CONFERENCE LEARNING OBJECTIVES
According to the Office of Juvenile Justice and Delinquency Prevention, today nearly 30 percent of juveniles arrested are girls or young women and their share of arrests, detainment, and court cases has steadily increased over the past two decades. Unfortunately their stories remain unchanged. Often girls of color and girls living in poverty, are victims of violence, including physical and sexual abuse. They are typically nonviolent and pose little or no risk to public safety. Detention data illustrates this point. In 2013, 37 percent of detained girls were held for status offenses and technical violations, compared to 25 percent of boys. And 21 percent of girls were detained for simple assault and public order offenses (excluding weapons), compared to 12 percent of boys. However, questions remain about whether these trends reflect an actual increase in girls’ delinquency or changes in societal responses to girls’ behavior Beyond Bad Girls, Meda Chesney-Lind and Katherine Irwin. For these girls who pose littl or no threat to the public, the juvenile justice system is often a harmful intervention, traumatizing them, and reducing their opportunities for positive development.

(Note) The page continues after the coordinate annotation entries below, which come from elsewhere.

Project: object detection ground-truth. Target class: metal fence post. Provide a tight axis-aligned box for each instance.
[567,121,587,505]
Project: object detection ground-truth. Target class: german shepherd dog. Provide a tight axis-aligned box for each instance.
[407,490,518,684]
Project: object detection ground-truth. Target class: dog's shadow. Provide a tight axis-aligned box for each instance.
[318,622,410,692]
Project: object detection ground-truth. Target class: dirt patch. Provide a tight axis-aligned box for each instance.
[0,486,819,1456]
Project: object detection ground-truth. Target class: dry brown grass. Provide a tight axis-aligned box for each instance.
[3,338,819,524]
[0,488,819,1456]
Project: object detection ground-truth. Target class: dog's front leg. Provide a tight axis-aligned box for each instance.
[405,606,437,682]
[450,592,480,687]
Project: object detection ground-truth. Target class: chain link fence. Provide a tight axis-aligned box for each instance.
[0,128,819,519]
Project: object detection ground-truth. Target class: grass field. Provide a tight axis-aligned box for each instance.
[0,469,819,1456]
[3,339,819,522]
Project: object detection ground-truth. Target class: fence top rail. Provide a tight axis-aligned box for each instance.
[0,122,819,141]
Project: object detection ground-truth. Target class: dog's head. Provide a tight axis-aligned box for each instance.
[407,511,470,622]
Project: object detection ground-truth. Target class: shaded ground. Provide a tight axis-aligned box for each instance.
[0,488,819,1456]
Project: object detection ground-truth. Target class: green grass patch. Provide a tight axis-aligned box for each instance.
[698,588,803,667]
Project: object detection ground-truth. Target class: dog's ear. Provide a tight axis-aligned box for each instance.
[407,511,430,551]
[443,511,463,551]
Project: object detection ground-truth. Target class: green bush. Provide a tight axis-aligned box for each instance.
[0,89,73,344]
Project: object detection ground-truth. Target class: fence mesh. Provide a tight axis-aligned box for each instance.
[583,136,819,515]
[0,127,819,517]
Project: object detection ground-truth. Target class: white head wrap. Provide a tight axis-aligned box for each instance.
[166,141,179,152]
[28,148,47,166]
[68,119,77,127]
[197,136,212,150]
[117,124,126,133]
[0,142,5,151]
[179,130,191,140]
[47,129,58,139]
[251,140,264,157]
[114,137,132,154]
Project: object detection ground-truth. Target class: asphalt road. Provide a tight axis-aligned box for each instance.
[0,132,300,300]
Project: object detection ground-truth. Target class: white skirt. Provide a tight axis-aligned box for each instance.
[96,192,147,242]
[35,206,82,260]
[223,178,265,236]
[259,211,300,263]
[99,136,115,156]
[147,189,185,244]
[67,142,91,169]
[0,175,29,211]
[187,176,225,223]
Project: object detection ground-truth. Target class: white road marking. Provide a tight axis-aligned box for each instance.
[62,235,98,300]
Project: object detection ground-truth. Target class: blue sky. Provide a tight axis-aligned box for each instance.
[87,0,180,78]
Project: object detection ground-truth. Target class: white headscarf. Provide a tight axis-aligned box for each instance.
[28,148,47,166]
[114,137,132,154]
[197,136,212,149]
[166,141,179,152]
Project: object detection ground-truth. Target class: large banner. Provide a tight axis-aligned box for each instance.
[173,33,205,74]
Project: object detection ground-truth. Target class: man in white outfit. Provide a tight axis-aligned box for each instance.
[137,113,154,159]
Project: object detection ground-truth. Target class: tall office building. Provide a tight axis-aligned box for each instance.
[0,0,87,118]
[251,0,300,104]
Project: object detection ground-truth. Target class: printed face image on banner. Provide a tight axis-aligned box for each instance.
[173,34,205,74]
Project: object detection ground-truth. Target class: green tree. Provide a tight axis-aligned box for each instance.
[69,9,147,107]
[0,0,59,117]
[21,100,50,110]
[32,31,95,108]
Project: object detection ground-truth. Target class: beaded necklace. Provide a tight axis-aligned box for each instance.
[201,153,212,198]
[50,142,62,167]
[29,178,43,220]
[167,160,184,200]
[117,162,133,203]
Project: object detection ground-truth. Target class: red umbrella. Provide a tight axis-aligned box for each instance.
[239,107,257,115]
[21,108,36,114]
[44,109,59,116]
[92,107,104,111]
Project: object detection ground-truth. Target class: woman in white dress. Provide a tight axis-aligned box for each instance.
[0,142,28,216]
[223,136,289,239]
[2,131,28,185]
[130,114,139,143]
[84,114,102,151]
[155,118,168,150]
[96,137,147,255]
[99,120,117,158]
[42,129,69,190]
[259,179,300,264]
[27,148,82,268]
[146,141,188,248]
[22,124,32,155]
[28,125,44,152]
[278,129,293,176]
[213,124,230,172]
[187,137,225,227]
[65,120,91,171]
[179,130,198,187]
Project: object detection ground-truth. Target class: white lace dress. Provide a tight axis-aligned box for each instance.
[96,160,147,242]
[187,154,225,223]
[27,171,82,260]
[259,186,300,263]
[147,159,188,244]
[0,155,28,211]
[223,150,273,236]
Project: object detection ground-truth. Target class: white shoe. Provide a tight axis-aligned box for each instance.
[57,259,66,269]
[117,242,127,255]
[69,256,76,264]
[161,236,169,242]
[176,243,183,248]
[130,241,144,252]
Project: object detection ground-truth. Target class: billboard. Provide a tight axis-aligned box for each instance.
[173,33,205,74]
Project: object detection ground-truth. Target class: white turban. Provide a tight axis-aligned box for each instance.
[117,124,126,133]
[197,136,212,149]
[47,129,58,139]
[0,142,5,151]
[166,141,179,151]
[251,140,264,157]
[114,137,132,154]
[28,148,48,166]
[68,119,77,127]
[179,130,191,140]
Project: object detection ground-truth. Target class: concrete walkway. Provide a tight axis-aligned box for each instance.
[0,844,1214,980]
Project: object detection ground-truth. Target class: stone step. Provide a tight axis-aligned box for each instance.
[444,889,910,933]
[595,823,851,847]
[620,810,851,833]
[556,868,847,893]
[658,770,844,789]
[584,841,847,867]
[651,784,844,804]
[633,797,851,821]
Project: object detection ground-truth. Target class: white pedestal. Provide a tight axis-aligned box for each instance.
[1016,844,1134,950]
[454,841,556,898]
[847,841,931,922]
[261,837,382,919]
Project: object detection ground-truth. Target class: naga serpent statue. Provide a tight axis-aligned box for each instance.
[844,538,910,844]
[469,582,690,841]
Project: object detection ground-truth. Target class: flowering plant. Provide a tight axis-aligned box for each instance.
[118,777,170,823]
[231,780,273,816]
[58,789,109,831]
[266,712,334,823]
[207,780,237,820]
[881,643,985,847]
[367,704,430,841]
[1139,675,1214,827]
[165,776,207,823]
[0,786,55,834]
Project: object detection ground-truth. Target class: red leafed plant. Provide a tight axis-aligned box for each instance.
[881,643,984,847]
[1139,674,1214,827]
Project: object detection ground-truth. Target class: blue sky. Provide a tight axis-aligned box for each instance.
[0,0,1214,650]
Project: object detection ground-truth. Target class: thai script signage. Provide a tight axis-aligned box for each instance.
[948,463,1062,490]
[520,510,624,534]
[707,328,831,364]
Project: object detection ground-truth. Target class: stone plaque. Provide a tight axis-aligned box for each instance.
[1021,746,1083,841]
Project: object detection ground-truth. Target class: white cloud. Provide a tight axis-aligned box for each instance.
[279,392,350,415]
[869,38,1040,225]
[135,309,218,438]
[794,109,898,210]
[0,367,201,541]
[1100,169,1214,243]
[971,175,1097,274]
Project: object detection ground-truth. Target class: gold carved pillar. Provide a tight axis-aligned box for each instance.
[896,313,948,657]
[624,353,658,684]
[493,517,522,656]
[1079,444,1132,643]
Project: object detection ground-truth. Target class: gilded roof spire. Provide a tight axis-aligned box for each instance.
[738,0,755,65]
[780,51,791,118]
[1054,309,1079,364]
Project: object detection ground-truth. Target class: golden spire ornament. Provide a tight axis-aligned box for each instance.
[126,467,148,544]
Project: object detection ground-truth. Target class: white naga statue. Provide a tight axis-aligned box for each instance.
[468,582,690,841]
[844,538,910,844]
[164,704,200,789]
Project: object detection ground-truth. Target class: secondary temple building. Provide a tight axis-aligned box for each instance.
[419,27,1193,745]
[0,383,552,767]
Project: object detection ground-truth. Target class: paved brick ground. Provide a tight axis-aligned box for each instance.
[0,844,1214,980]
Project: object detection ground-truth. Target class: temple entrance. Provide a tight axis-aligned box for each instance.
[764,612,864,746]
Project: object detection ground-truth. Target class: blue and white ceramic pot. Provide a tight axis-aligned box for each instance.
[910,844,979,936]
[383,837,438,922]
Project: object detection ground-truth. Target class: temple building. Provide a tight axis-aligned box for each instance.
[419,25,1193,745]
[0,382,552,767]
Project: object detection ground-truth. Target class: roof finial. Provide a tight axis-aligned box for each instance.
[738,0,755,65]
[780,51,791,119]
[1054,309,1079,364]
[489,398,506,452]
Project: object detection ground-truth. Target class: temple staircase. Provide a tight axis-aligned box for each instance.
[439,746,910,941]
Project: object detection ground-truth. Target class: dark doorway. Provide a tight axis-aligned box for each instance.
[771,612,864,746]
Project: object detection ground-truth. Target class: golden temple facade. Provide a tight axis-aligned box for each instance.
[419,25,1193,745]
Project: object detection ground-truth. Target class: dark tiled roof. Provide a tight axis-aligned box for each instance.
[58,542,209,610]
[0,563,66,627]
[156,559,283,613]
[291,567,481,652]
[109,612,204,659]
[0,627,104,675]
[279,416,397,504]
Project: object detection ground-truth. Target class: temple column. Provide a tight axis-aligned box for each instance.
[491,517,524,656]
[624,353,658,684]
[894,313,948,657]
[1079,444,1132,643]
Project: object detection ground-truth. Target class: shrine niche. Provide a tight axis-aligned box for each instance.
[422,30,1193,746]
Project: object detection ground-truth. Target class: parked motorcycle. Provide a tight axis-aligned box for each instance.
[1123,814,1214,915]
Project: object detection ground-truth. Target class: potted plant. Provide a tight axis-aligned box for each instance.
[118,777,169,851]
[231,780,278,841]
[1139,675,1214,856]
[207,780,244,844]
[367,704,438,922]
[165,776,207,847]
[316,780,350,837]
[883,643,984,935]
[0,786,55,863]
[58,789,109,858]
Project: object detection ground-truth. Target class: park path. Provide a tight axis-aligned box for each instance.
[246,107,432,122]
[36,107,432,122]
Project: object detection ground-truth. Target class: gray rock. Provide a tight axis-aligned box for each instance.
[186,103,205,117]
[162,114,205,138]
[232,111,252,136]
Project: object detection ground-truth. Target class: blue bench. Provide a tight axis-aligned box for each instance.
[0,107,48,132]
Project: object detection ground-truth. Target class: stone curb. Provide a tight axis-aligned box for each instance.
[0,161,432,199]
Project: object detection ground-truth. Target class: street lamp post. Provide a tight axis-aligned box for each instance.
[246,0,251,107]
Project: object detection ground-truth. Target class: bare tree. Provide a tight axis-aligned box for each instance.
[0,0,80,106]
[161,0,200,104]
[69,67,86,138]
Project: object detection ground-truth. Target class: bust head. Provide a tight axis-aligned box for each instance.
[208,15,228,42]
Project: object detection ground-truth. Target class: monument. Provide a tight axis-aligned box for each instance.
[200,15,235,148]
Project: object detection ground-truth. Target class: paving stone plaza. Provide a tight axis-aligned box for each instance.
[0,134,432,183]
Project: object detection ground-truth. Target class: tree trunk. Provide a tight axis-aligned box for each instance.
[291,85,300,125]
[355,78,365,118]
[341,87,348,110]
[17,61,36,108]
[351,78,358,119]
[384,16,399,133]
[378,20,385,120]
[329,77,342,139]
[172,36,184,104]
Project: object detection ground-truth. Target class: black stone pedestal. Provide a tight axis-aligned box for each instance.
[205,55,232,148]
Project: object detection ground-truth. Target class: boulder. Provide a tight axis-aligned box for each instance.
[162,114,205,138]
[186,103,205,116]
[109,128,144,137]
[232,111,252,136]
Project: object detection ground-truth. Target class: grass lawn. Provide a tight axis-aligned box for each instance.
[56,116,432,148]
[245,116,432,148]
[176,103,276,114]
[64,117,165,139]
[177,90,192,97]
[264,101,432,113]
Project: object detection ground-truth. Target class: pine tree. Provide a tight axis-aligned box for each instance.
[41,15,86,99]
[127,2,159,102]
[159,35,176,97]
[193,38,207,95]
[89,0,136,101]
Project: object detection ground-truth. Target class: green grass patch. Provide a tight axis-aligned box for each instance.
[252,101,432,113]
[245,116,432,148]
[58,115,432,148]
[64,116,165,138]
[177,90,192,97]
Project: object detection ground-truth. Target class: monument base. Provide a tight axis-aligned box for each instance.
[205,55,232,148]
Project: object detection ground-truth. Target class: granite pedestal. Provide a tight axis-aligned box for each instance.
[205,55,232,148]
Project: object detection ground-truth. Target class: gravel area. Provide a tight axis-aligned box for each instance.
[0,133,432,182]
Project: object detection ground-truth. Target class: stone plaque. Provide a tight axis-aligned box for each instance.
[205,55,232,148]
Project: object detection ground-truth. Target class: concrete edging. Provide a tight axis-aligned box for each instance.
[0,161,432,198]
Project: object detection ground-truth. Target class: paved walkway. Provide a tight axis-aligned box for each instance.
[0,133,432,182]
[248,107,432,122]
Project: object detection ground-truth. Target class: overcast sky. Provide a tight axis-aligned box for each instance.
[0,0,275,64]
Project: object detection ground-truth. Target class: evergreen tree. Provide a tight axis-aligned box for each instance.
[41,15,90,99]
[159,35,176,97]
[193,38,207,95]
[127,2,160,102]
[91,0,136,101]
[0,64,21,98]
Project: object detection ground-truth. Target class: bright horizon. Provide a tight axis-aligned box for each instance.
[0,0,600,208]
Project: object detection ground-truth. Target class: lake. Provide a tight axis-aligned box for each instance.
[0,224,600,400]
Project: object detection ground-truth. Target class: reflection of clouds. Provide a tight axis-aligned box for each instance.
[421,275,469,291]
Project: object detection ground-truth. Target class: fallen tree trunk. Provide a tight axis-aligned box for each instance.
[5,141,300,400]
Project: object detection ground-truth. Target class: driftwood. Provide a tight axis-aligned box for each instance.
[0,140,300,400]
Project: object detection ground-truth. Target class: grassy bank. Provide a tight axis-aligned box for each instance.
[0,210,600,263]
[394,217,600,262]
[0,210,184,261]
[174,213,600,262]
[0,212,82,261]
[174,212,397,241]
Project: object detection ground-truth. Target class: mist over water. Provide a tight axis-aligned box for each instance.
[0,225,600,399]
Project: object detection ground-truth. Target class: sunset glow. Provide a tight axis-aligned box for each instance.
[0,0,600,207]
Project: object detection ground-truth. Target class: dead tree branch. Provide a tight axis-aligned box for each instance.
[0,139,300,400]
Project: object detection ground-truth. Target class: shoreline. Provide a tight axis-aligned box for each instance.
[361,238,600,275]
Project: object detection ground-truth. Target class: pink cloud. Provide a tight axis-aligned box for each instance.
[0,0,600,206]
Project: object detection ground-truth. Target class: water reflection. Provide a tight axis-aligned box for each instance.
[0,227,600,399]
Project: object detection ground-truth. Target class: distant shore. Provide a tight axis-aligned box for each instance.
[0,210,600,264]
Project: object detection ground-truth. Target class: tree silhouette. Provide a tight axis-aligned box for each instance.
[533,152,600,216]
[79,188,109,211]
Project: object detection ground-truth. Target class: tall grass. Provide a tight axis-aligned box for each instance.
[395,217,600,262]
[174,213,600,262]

This conference will explore the pathways of girls involvement in the criminal justice system, and dispel myths. We will harness our collective knowledge to identify the challenges and most effective interventions; and learn about promising practices and strategies for minimizing girls and women’s pathways to prison. By illuminating both the problem and potential solutions we hope to make the first step toward ending the cycle of victimizationto- imprisonment for girls. This conference is for anyone who works with women and girls. You will leave feeling inspired, empowered and ready to make a change in the lives of women and girls.